Raised in the Caucasus I grew up eating a lot of lamb. Healthy, pasture raised, grass-fed lamb. It's very versatile and delicious any way you make it- grill, fry, stew, roast. I always come back to this recipe because it is easy to prepare and takes almost no effort to make that results is a crispy garlicky coating and juicy succulent mouthwatering inside and the smell and unique taste of lamb that can compare to no other.
Lamb meat has an an impressive nutritional value with a whole range of healthy fats, vitamins, minerals and protein. Lamb fat consists of equal parts of saturated and monounsaturated fats (oleic acid is the most predominant).
Monounsaturated fats can help to reduce risk of heart disease by lowering LDL (low-density lipoprotein). Oleic acid is also the primary fat in olive oil. Compared to most meats, lamb has a much higher anti-inflammatory omega-3 content and healthy 1:1 omega-3 to omega-6 ratio (always opt for meats from pasture raised animals for higher nutritional benefits). Vitamin B-12 is crucial for red blood cell synthesis and nervous system functioning as well as DNA formation. Lamb is also a good source of heme iron and glutathione.

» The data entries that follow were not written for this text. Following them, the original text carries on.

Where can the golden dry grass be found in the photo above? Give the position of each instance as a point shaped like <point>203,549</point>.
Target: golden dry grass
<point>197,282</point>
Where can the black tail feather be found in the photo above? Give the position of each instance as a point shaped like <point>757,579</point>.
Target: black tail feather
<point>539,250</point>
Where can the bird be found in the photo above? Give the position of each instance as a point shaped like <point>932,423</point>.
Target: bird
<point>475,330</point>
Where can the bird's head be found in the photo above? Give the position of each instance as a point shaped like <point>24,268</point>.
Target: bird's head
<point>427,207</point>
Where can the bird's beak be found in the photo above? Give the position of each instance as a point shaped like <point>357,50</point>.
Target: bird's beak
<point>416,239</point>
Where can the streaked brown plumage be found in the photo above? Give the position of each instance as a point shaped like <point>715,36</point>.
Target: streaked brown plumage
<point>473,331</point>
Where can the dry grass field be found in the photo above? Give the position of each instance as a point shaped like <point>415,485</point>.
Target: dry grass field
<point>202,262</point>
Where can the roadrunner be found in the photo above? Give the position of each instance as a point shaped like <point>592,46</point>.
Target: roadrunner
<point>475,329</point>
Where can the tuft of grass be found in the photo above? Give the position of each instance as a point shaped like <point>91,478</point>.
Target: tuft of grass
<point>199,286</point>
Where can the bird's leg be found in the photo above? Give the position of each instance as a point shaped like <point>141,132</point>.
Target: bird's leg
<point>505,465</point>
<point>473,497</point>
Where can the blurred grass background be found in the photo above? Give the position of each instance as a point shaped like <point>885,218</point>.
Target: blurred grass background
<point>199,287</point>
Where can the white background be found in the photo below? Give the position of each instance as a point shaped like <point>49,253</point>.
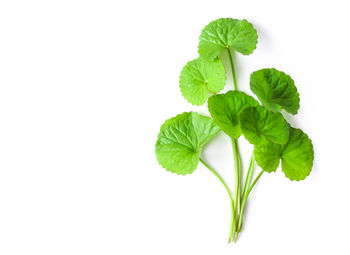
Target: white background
<point>84,88</point>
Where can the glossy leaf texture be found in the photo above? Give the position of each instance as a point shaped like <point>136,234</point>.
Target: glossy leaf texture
<point>297,156</point>
<point>226,108</point>
<point>275,90</point>
<point>260,125</point>
<point>199,77</point>
<point>225,33</point>
<point>181,140</point>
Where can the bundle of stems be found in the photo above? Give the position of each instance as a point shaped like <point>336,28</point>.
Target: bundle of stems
<point>242,189</point>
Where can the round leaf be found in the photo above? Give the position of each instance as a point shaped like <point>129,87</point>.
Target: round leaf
<point>268,155</point>
<point>198,77</point>
<point>226,108</point>
<point>181,140</point>
<point>297,156</point>
<point>260,125</point>
<point>275,90</point>
<point>227,33</point>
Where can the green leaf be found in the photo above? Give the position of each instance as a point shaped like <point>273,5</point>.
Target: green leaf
<point>268,155</point>
<point>226,108</point>
<point>181,140</point>
<point>199,77</point>
<point>227,33</point>
<point>260,125</point>
<point>275,90</point>
<point>297,156</point>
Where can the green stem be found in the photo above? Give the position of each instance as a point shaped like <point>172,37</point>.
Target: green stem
<point>240,220</point>
<point>233,214</point>
<point>232,69</point>
<point>237,163</point>
<point>248,177</point>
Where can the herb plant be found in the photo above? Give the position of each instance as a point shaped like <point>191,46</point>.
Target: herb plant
<point>182,138</point>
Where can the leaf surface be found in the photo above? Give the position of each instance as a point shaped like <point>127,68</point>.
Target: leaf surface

- 2 lbs rack of lamb grass-fed, grass-finished
- 6 cloves garlic minced
- 1 TSP rosemary chopped
- 1 TSP ghee
- salt, pepper
Pre-heat the oven to 375° F.
In a small mixing bowl, combine ghee, garlic, rosemary, salt and pepper. Mix well.
Rub the garlic-rosemary mixture all over racks of lamb and set them fat side up on a baking sheet.
Roast lamb racks in the oven for 30 minutes or until the inside temperature reaches 160° F for medium.
Take lamb racks out of the oven and let sit at room temperature for 5 minutes. (The lamb will continue to cook and temperature will go up about 5° F). But don't let it stand too long, lamb is best served warm.